In discussing the movie, it should be mentioned that Tommy himself explicitly compares the lot of his kind, who are the product of cloning, to the victims of animal agriculture. "I suppose you both heard that Hailsham is closed. The only schools left now — you hear they're like battery farms," he says, suggesting other institutions treat donor children exceptionally poorly. "I'm sure that's an exaggeration though." The comparison is apt. Like farmed non-humans, Tommy and Kathy are brought into the world solely so they can be objectified in a very literal sense.

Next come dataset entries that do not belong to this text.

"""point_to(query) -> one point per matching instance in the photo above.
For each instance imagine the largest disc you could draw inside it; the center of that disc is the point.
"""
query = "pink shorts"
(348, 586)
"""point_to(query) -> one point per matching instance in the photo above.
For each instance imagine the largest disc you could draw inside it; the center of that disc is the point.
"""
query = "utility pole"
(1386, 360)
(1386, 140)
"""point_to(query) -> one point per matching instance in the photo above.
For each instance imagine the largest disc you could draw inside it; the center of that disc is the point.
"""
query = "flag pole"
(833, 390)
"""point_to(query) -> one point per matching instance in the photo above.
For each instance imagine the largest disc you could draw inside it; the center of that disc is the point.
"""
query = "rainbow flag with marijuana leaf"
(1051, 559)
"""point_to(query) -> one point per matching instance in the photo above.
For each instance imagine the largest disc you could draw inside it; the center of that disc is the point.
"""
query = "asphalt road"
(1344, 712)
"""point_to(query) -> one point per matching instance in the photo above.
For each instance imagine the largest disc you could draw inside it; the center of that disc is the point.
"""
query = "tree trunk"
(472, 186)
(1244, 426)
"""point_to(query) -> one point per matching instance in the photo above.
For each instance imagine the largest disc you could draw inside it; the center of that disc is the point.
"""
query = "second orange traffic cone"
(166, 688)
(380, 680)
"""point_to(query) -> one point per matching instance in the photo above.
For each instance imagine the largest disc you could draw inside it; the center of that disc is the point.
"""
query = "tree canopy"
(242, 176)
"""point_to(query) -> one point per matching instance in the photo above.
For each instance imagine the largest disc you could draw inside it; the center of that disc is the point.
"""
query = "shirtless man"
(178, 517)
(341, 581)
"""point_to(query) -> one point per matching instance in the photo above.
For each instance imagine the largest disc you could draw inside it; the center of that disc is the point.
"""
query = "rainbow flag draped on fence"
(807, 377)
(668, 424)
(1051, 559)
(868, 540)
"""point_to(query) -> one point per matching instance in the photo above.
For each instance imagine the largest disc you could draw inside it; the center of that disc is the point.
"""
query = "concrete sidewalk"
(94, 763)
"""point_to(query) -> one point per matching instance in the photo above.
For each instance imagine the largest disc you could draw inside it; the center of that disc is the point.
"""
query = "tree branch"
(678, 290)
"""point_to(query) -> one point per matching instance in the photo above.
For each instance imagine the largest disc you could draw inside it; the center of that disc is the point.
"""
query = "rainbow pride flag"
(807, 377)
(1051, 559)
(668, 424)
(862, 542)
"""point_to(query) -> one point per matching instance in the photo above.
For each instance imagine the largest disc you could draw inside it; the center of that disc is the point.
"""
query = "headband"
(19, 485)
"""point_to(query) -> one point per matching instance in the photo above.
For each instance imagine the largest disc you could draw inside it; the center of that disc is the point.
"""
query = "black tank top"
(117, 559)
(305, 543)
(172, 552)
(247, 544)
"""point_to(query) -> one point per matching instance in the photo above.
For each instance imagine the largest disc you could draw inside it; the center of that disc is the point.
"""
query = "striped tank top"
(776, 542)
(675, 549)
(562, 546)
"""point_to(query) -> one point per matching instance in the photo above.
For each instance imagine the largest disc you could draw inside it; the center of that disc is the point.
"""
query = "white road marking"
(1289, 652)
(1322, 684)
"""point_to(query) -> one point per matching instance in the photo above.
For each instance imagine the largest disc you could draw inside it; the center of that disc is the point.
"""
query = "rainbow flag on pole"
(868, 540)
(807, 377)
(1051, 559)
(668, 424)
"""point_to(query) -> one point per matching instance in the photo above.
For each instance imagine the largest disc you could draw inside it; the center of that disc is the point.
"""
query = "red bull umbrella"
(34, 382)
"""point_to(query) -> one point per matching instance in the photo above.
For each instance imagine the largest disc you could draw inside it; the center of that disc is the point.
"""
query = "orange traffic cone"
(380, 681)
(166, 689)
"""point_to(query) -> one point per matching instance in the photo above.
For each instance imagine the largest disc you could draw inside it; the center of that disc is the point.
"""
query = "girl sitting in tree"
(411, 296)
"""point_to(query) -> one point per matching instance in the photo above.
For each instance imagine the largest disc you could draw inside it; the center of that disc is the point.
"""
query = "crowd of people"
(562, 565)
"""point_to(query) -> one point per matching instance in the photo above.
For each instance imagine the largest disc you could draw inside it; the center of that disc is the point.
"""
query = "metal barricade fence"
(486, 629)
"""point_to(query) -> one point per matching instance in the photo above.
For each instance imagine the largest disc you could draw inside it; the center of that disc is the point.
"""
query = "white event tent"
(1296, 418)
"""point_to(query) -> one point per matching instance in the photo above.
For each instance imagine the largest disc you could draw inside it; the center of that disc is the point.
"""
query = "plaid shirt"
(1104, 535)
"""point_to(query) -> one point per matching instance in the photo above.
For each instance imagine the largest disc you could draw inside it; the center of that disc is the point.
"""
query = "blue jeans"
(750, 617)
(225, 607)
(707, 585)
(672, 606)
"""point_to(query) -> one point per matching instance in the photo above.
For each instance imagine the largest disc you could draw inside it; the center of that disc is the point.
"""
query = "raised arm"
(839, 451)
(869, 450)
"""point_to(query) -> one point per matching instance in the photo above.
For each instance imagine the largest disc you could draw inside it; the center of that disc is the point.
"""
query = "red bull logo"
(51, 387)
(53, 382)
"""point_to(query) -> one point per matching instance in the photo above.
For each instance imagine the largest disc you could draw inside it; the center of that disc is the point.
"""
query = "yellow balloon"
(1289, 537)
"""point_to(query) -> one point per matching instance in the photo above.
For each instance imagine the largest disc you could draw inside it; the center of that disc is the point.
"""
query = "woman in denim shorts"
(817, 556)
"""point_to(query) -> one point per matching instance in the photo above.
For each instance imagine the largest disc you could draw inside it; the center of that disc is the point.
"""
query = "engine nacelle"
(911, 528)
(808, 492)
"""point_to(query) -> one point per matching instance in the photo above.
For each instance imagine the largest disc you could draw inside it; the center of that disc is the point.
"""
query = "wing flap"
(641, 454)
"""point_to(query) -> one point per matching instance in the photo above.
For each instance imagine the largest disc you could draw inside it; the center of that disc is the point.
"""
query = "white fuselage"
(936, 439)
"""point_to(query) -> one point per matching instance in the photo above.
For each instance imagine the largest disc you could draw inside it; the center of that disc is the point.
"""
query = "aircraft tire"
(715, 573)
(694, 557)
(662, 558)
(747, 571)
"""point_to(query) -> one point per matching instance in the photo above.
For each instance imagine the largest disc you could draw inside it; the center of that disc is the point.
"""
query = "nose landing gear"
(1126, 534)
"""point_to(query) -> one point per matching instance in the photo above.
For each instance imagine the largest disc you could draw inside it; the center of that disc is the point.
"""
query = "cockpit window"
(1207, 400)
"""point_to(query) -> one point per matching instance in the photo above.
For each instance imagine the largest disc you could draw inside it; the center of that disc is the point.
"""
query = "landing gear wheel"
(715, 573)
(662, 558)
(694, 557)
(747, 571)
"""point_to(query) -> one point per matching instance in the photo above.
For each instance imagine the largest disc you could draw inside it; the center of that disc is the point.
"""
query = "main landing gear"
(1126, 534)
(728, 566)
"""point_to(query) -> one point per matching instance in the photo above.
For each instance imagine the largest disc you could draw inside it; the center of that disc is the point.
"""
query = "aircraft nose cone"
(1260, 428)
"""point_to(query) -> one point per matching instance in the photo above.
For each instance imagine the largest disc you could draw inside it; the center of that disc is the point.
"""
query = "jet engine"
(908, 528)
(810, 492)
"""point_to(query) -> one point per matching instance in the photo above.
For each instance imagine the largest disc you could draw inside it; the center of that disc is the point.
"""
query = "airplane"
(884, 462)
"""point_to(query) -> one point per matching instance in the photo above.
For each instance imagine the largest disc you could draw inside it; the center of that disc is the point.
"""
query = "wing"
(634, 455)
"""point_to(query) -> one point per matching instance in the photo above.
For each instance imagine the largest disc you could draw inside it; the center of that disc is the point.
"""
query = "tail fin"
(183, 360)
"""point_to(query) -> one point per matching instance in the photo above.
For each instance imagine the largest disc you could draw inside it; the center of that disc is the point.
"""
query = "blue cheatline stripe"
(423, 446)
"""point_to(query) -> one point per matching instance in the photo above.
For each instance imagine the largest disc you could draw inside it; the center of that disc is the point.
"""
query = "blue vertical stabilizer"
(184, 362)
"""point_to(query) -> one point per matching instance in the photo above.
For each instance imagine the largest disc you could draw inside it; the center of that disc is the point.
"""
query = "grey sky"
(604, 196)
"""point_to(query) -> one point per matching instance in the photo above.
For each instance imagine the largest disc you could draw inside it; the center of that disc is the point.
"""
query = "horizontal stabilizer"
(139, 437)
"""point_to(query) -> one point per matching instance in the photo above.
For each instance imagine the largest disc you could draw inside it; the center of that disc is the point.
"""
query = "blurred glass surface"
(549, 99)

If other schools in the story are akin to factory farms, Hailsham is the equivalent of a more 'humane' operation, such as those championed by locavores like Michael Pollan. Without the proper context, a viewer could be forgiven for thinking the posh Hailsham was filled with privileged children. And yet like these gentler forms of agriculture, Hailsham ultimately raises its wards so they can be killed and dismembered. When the headmistress castigates students for smoking, it's not for their own benefit, but rather because they are damaging bodies which are seen as belonging to others. "Never Let Me Go" reminds us that regardless of the conditions provided on 'humane' farms, animals exist in such places to be exploited.

Like speciesism, which emerged to justify human exploitation of animals, an elaborate ideology exists in Kathy and Tommy's world to rationalize the violence done to clones like them. When the couple visits their retired headmistress as adults, they wonder why their artwork was saved at school. "You have to understand," she replies, "Hailsham was the last place to consider the ethics of donation. We used your art to show what you were capable of, to show that donor children are all but human. But we were providing an answer to a question no one was asking...We didn't have the Gallery to look into your souls. We had the Gallery in order to see if you had souls at all." It should be pointed out that despite this deep-seated enmity to clones, the organ-harvesting process seems to have existed less than fifty years into the film's setting. In contrast, speciesism arguably originated with animal domestication and thus is infinitely more entrenched in our culture.

Ultimately, "Never Let Me Go" is the story of a human couple reduced to the status of animals. It's a heartbreakingly sad film. But it's the exploitation that's sad, not the species of the victims.